Otomatis bikin riweh, belum lagi asam sulfat yang jatuh. Semua dosen kemarin juga ikut panik soalnya kecelakaan lab kali ini agak beda dengan biasanya,"ucap Rafael cukup untuk membungkam ku. Gile kisah ku kok kayak halu nya wp amat sih. Masa iya mimpi bisa jadi kenyataan kayak gini.

"Rafsya ini jas lab kamu. Maafkan atas kecerobohan saya dan nanti setelah praktikum jangan pulang dulu,"ucap Fatih mengangsurkan jas lab. "Baik Pak,"ucapku mengangguk paham. Sementara kami diperbolehkan masuk terlebih dulu, ku usahakan pikiran ku tentang Fatih jauh ke udara.

"Pak Fatih agaknya kayak habis kena pukul ya Sya,"ucap Rafael. "Iya sih soalnya biru gitu pipi nya. Dah lah bodo amat yang penting jas lab ku comeback,"ucapku. "Iya lah tu. Kamu yakin bisa praktikum dengan tangan kiri masih diperban gitu?,"tanya Rafael.

"Yang diperban dari lengan sampai pergelangan. Bukan tangan ya mana ngaruh kecuali kamu mau ambil job kelompok kami,"ucapku. "Heleh bilang aja kamu masih pengen istirahat,"ucap Rafael. "Skip bercada aja aku bos,"ucapku memasukkan kedua tangan ku ke saku. 

Sementara yang lain berlalu ke bawah menyisakan ku di sendirian di dalam lab. "Rafsya Anitya Sagara gimana kondisi tangan nya,"tanya Fatih mendekati ku membuatku menjaga jarak.
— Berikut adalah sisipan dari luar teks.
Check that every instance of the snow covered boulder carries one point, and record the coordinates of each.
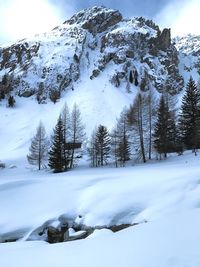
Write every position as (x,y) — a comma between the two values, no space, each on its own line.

Terlebih aku lebih takut degup jantung ku yang kencang terdengar.

"Masih sama Pak,"ucapku tersenyum sembari menunduk ke bawah. "Kalo kamu merasa belum bisa sepenuhnya praktikum jangan memaksakan diri,"ucap Fatih ku angguki. Bisa ngga agak jauh Pak dah melting aku ini wehh.

Apalagi waktu tangan ku yang luka di angkat ke udara gara-gara ada sedikit bagian perban nya berantakan. Sumpah yang ku takutkan bukan rasa perihnya tapi takut ketahuan blushing sama Pak Fatih. Ya Allah semoga ngga ketahuan please.

"Itu sudah,"

Bunyi keramaian mengejutkan kami hingga tanpa sengaja Fatih menjatuhkan tangan kiri ku. "Aduh duh,"ucapku mengaduh. "Maaf maaf refleks. Saya permisi dulu,"ucap Fatih menjauh membuatku menghela nafas lega.

"Ihh ngapain hayo sama Pak Fatih sampai pipi mu ngga nahan,"ledek Airin. "Sembarangan. Perban ku rada terbuka tadi jadi dibenerin. Perih cuy makanya mau nangis aku,"ucapku berbohong di akhir kalimat. Karena ngga mungkin aku cerita fall in love sama Pak Fatih.